Randi is a spin doctor selling the disgraceful ESSA for the retrograde Democratic Party whose President spent the last 6 years demolishing public schools and promoting privatization and standardized testing, with more money for charters and for bogus TFA-style teacher academies to come via ESSA. Now, Randi wants to blame the GOP for the terrible ESSA she celebrates as a victory. Where has her candidate Hillary been as public schools were being decimated? Giving speeches to Goldman-Sachs for $200,000? Not a single Democratic stood up and gave a full-throated defense of the beleaguered public sector in this abysmal rush to pass ESSA before anyone could read it and object. If Randi does not retire to a cushy job offered by Pres. Hillary in 2017, Randi should resign or be driven out of office. The sorry residue of public education and of the teaching profession will be Randi’s inescapable legacy.
i believe i left a comment here, directed at randi, and it’s gone; i see other comments at least equally critical of her…
i shall leave (a version of) it again…
Randi…. you know that ESSA is NCLB on steroids; that it cements in place the final destruction of what we recognise as public education and its control and the commodification of our children by corporations….
it funds and supports the creation of more charters and will eventually lead to the vanishing of all public schools as we know them…
you helped make this happen…. bit by bit, step by step over the years, you have sold children, the teaching profession and public education down the river… shame on you…
and for what? a seat for yourself at the table of the movers and shakers? maybe a cabinet position? a cushy assignment, catchy job title, flash office and life-long perks that come with it, given to you by Hillary? a swanky job heading up some (astro) institute for Bill or Eli? again, shame on you…

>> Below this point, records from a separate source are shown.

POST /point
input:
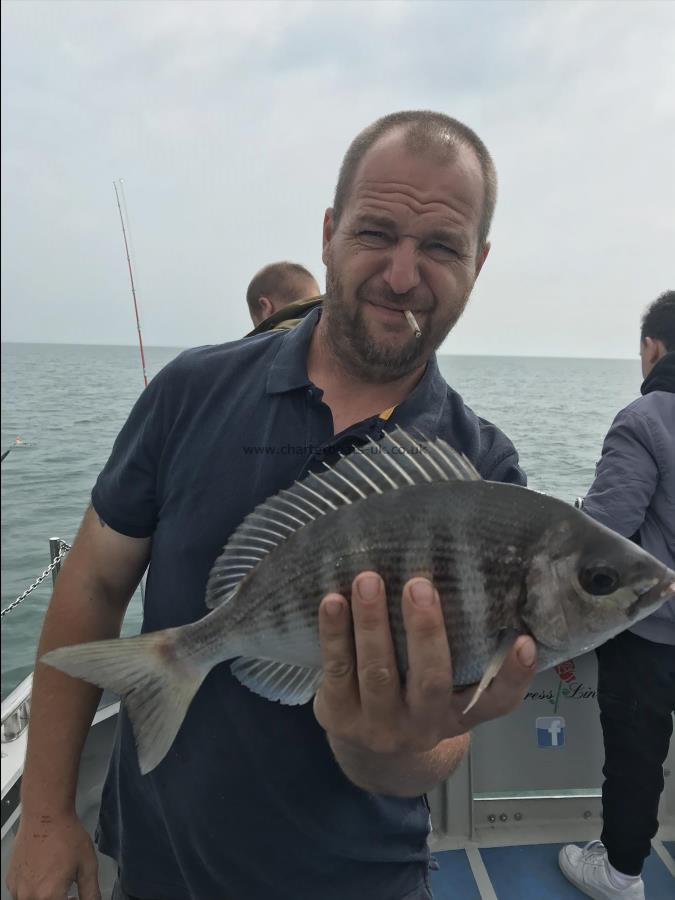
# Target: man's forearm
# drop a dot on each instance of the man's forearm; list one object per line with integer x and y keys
{"x": 400, "y": 774}
{"x": 62, "y": 707}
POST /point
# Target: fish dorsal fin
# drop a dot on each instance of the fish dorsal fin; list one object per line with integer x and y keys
{"x": 396, "y": 461}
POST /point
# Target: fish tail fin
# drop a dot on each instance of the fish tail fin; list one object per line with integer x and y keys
{"x": 157, "y": 686}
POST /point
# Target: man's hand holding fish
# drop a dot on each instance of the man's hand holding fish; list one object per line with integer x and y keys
{"x": 391, "y": 738}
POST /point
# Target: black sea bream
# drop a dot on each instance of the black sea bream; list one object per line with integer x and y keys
{"x": 505, "y": 560}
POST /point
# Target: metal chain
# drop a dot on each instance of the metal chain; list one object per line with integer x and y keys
{"x": 29, "y": 590}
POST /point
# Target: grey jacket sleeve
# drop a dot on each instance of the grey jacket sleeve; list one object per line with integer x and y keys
{"x": 625, "y": 477}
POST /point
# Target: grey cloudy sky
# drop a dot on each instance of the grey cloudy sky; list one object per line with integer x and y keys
{"x": 228, "y": 121}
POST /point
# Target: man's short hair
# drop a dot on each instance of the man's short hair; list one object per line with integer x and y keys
{"x": 658, "y": 322}
{"x": 282, "y": 282}
{"x": 425, "y": 132}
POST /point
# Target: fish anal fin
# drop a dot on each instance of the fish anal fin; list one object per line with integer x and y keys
{"x": 289, "y": 684}
{"x": 506, "y": 642}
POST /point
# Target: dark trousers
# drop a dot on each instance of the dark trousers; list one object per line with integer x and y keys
{"x": 636, "y": 694}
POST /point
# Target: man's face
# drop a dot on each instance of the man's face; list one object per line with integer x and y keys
{"x": 407, "y": 239}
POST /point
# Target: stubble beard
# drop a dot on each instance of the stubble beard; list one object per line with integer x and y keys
{"x": 362, "y": 355}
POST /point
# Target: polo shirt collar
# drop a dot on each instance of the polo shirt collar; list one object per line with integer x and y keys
{"x": 289, "y": 369}
{"x": 422, "y": 408}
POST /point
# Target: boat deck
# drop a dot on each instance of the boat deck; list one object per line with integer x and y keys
{"x": 531, "y": 872}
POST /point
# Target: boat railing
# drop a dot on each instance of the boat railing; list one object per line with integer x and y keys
{"x": 16, "y": 706}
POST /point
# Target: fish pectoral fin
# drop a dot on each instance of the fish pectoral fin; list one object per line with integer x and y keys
{"x": 155, "y": 690}
{"x": 506, "y": 641}
{"x": 289, "y": 684}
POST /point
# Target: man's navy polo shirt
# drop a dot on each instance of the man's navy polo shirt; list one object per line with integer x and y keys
{"x": 249, "y": 803}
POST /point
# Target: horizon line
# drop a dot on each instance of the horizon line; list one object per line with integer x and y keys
{"x": 468, "y": 355}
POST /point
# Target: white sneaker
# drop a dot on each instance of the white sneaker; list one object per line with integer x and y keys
{"x": 586, "y": 868}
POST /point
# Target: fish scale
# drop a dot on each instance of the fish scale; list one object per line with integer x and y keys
{"x": 505, "y": 560}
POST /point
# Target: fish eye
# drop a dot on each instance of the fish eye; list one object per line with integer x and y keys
{"x": 599, "y": 580}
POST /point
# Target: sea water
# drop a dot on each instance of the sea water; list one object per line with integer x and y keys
{"x": 66, "y": 404}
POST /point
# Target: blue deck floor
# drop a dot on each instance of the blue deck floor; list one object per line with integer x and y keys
{"x": 529, "y": 873}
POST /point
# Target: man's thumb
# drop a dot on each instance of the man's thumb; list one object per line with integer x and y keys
{"x": 87, "y": 882}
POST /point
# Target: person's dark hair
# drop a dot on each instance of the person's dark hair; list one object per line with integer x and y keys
{"x": 658, "y": 322}
{"x": 425, "y": 132}
{"x": 282, "y": 282}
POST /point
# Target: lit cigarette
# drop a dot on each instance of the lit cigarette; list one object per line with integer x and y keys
{"x": 412, "y": 321}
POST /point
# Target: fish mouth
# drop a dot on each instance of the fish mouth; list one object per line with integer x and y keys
{"x": 657, "y": 593}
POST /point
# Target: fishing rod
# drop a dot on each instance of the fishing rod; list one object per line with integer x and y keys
{"x": 131, "y": 278}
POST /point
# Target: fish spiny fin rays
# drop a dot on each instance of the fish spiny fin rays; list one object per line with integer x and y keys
{"x": 156, "y": 687}
{"x": 397, "y": 460}
{"x": 291, "y": 685}
{"x": 506, "y": 641}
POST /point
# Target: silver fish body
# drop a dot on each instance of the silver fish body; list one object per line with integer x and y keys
{"x": 505, "y": 561}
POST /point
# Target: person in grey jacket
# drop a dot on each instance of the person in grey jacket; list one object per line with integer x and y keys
{"x": 634, "y": 494}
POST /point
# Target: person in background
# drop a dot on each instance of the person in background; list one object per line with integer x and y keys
{"x": 277, "y": 285}
{"x": 258, "y": 800}
{"x": 634, "y": 494}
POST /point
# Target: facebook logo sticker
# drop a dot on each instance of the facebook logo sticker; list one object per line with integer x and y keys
{"x": 550, "y": 731}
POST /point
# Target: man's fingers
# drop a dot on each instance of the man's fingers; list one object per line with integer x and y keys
{"x": 339, "y": 687}
{"x": 379, "y": 681}
{"x": 87, "y": 882}
{"x": 429, "y": 676}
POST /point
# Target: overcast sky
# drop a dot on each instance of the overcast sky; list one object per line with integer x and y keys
{"x": 228, "y": 121}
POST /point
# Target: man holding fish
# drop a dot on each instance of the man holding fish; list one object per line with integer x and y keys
{"x": 432, "y": 579}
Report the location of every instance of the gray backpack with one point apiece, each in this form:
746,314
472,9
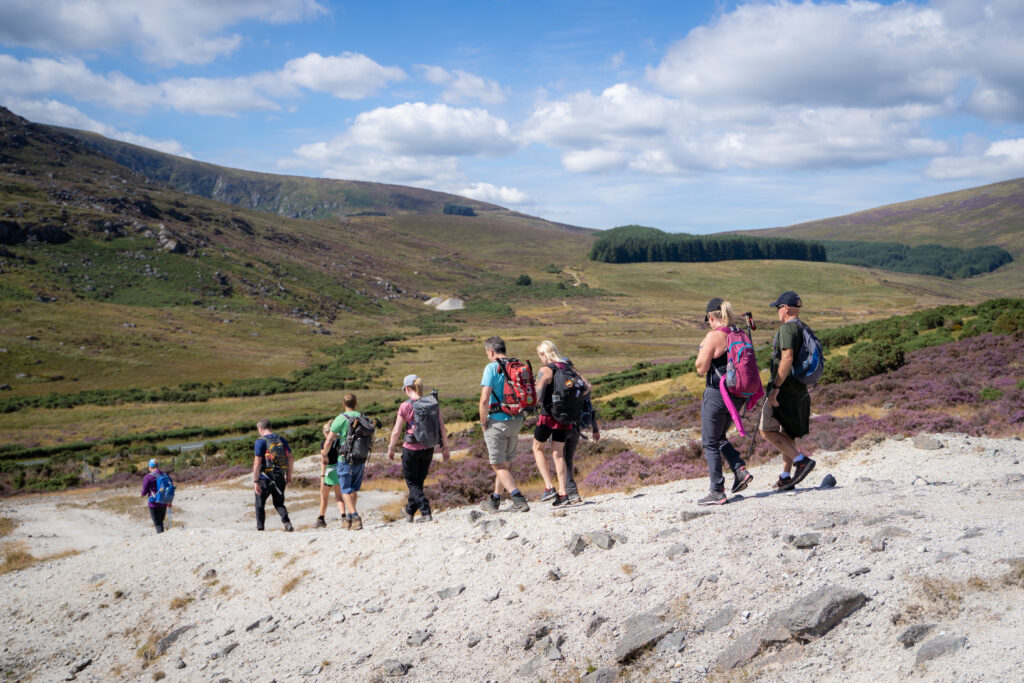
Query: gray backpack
426,421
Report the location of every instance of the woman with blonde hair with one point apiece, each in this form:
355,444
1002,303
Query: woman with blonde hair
329,477
715,417
548,427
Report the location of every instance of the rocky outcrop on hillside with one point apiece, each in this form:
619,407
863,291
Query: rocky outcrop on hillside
597,592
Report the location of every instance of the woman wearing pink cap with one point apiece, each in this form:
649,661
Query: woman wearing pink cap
420,419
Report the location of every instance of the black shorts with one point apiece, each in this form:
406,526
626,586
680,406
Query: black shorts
542,433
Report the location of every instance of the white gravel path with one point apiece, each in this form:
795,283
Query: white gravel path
355,598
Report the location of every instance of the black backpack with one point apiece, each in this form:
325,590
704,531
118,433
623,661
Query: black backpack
275,457
567,394
426,421
360,438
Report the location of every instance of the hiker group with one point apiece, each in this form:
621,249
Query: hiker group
509,390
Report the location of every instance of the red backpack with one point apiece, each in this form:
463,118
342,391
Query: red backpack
520,391
742,379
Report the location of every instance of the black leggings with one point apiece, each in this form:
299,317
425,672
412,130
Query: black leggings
415,467
274,489
158,515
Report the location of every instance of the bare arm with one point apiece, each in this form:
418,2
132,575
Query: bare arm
710,347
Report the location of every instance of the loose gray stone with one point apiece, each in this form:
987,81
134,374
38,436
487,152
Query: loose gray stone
805,541
418,638
674,643
451,592
395,668
600,539
914,634
687,515
170,638
936,647
594,625
720,620
816,613
602,675
677,550
578,545
751,644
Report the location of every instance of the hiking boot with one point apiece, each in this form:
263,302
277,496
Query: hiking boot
714,498
742,478
783,483
802,469
519,504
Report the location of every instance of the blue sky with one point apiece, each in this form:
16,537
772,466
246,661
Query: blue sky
686,115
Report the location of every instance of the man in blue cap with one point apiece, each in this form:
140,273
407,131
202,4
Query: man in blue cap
786,413
158,511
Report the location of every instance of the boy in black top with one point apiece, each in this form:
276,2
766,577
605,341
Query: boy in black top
786,413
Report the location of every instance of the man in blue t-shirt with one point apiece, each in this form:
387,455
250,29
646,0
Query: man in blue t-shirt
271,472
501,430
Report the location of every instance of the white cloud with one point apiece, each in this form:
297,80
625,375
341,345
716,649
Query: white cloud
420,129
58,114
463,86
162,32
1004,159
347,76
485,191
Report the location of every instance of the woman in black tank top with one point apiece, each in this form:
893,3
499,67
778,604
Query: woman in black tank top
715,418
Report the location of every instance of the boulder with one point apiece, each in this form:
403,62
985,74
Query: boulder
936,647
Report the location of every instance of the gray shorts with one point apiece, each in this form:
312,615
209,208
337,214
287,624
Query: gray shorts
502,436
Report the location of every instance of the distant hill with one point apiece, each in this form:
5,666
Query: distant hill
291,196
975,217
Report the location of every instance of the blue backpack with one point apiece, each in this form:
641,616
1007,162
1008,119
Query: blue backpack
810,363
165,489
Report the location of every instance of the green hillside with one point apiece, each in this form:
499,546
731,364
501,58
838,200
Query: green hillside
975,217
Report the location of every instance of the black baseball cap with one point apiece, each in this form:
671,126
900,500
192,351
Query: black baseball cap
713,306
787,299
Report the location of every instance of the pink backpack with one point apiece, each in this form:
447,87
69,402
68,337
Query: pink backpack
741,379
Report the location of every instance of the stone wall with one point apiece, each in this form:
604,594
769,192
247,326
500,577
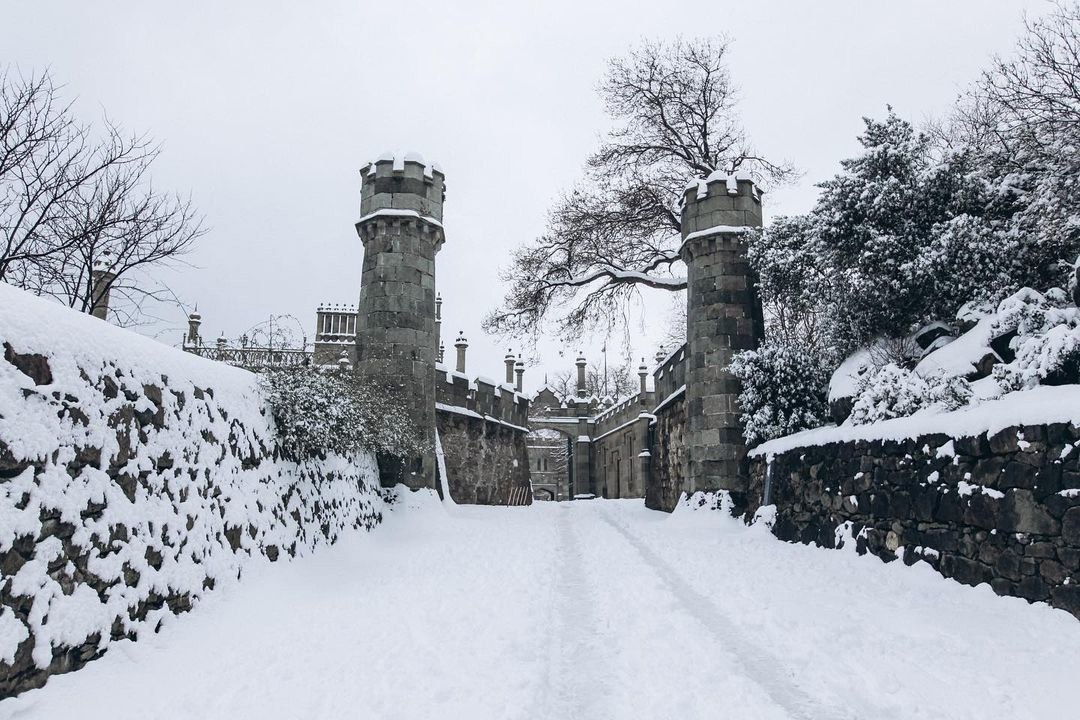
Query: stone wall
486,459
1002,510
135,478
667,477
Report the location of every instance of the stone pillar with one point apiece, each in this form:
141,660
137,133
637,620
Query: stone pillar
724,315
401,207
194,320
581,376
460,345
100,283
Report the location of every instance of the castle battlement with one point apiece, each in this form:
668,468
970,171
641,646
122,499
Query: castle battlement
720,203
405,182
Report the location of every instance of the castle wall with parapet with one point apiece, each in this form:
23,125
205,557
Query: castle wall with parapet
482,428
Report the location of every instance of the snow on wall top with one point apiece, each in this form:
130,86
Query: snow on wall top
1038,406
36,325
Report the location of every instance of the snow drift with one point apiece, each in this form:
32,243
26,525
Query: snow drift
133,479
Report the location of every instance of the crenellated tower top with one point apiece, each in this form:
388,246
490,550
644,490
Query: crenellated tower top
720,203
402,185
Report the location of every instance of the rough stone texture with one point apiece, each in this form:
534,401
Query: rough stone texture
395,322
1014,525
724,315
669,457
165,491
486,461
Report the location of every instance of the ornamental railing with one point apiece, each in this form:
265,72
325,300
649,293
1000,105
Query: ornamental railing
254,358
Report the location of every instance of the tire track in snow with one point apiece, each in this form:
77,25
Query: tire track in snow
758,665
572,656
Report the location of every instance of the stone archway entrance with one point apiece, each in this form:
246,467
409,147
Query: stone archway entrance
550,453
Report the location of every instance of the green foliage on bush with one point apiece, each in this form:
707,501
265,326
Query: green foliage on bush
319,411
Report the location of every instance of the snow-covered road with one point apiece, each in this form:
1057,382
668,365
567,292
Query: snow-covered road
593,610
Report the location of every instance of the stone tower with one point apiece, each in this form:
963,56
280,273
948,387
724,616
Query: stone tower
724,315
401,207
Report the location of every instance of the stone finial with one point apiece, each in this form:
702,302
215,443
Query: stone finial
581,374
461,344
509,361
194,320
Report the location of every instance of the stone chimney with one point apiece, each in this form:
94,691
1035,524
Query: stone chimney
461,344
439,327
194,320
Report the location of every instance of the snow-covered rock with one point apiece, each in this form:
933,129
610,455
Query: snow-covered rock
135,477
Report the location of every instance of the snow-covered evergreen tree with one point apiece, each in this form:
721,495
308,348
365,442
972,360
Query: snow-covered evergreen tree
319,411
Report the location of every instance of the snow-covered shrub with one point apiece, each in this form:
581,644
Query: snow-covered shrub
320,411
1047,342
784,390
892,392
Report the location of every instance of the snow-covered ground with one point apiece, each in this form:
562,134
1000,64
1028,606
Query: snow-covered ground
595,610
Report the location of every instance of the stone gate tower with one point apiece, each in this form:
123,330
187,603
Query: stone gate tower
401,207
724,315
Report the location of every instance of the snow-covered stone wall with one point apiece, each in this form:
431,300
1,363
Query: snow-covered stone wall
981,500
134,478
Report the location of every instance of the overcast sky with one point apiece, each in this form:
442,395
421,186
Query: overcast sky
268,109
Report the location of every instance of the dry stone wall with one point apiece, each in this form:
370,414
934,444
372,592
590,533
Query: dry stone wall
486,460
1000,508
135,478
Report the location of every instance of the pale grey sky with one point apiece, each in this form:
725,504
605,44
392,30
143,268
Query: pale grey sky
267,110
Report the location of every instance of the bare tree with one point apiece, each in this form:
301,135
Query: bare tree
673,106
70,203
617,381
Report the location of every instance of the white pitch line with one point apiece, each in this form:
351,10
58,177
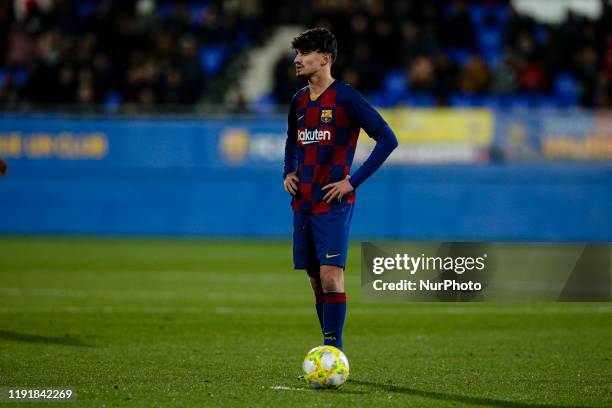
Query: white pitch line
282,388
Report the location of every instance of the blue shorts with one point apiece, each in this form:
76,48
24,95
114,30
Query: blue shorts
321,239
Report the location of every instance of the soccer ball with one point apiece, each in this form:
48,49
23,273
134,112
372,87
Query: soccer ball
325,367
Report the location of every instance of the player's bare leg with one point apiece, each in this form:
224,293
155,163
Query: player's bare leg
332,278
334,304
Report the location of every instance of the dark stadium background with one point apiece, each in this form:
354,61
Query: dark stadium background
145,254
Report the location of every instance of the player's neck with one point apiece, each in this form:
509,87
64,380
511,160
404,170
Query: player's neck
318,83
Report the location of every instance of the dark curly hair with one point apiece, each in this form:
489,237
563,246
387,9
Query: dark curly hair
318,40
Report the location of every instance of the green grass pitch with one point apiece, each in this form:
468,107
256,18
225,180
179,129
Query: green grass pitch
203,323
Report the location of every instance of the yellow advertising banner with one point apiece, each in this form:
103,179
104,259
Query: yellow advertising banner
472,127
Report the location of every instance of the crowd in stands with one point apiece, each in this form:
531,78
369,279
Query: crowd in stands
463,53
142,53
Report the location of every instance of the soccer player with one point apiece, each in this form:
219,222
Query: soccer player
324,123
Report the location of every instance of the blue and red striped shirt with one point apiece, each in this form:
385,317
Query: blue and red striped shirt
321,140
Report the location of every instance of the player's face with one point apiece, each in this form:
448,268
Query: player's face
308,63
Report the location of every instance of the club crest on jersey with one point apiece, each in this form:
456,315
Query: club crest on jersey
326,115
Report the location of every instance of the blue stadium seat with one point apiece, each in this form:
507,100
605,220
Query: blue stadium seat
112,101
395,81
419,100
477,14
212,58
481,14
492,58
490,39
196,11
461,100
567,89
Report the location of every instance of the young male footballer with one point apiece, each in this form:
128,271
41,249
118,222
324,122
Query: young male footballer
324,123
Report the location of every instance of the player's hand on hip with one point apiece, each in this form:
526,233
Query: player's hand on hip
337,190
291,182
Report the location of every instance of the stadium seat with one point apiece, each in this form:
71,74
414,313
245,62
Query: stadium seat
197,11
490,40
567,89
112,101
212,58
459,55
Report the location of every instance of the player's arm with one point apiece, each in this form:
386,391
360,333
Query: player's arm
376,127
290,179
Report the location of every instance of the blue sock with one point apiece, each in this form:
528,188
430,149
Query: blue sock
334,313
319,307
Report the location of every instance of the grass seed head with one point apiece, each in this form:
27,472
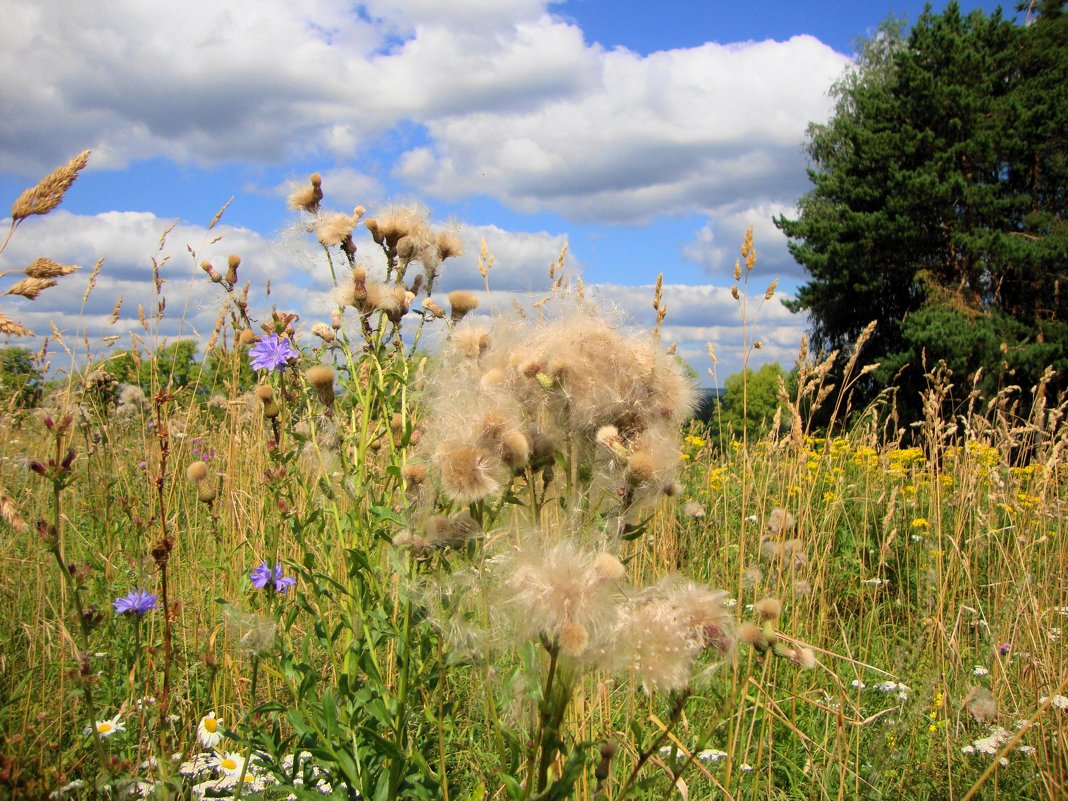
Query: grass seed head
48,193
197,471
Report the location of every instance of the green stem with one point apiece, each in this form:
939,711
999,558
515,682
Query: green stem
68,579
678,703
252,705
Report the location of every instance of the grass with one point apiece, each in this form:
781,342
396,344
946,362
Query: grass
924,569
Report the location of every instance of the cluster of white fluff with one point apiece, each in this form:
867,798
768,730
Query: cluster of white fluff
565,405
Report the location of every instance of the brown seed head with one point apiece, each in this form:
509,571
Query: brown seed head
48,268
769,609
31,287
48,193
197,471
11,328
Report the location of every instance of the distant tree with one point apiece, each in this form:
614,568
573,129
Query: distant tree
939,200
749,403
218,371
174,364
21,381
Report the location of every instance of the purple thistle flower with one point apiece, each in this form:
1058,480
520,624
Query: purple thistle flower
271,352
137,601
263,576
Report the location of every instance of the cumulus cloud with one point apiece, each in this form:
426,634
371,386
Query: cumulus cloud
703,315
663,134
717,244
514,103
131,241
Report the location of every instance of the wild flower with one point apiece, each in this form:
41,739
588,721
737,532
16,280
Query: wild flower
271,354
263,576
207,731
108,726
229,764
137,602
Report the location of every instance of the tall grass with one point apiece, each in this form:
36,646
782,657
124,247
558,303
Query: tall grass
923,571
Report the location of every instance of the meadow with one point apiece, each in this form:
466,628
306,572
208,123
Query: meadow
516,567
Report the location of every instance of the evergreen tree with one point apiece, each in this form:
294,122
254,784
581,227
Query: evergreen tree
939,198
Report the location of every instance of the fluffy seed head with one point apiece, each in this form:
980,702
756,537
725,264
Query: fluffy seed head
332,228
413,472
468,473
461,302
769,609
515,450
574,638
197,471
752,634
307,198
324,332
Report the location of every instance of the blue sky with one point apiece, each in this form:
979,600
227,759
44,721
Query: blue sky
646,136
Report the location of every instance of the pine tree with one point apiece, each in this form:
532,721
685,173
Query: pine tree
939,198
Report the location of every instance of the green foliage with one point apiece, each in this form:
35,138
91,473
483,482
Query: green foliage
20,378
939,195
749,402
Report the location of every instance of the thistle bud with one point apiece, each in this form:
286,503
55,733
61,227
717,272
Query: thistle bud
233,263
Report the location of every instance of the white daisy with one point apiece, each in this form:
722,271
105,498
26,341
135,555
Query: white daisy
229,764
208,732
108,727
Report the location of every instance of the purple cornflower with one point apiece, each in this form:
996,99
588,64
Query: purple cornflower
262,577
271,352
137,601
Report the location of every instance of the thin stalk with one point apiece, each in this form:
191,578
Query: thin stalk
678,703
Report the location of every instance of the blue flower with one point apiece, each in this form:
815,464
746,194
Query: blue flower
263,576
271,352
137,601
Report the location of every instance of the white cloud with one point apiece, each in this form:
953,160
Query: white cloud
514,103
664,134
699,315
294,265
718,244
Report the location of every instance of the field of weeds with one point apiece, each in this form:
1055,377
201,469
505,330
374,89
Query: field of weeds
516,568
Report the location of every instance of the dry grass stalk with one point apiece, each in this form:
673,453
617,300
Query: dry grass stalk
114,311
10,513
11,328
49,191
92,279
48,268
31,287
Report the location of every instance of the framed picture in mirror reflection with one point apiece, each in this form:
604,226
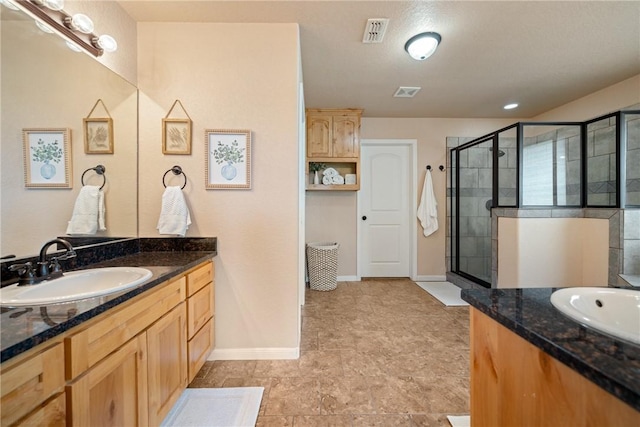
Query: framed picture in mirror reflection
98,135
47,158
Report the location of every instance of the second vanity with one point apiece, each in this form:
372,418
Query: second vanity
531,365
120,359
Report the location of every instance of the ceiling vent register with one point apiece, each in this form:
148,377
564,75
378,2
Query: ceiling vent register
406,92
375,29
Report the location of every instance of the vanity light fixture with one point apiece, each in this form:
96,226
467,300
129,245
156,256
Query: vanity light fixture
423,45
75,29
79,22
9,4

I don’t know Diane, I’ve only looked at the last federal grant to Ohio for charter schools and the application was riddled with errors and outright falsehoods, yet it was approved for 71 million dollars.
It’s not like accurate information on Ohio charter schools is difficult to find. It’s on the Ohio Department of Education website.
I don’t know who reviews these grants (and it’s Top Secret- the Obama Administration won’t say) but there’s apparently absolutely no verification of the information submitted before the grants go out.
I looked at the language in the new charter section and it looks to me like the feds are only offering these grants to states that either have laws that promote charters or states that will change their laws to promote charters. Maybe she could explain that part of the new law- it looks like more incentives for states to promote charters with state law changes in order to get this funding. If we see a lot of state law changes to increase funding to charters to qualify for these federal grants we;ll know that’s what THAT was really about.
I think they’re just warming up on charter mania in DC.
Chiara,
When NY won a Race to the Top grant, I received a copy of the reviewers’ comments. They were riddled with errors. For example, the reviewers commended NY’s improved NAEP scores in math, although they had been flat for years. I had the feeling they were reading the application from another state. The charter lobby is powerful and the only way to beat it is to keep exposing the corruption
Randi W. is, has been, and will continue to be as much of the problem as any individual in the reform movement. She is the absolute archetype for current teacher’s union leadership (Mcgee, Mulgrew, etc.) that will inevitably be regarded in history books simply as the union leader(s) who lost the whole game, gave up the store, and thereby shut the lights out on the last great group of unionized folk in the US.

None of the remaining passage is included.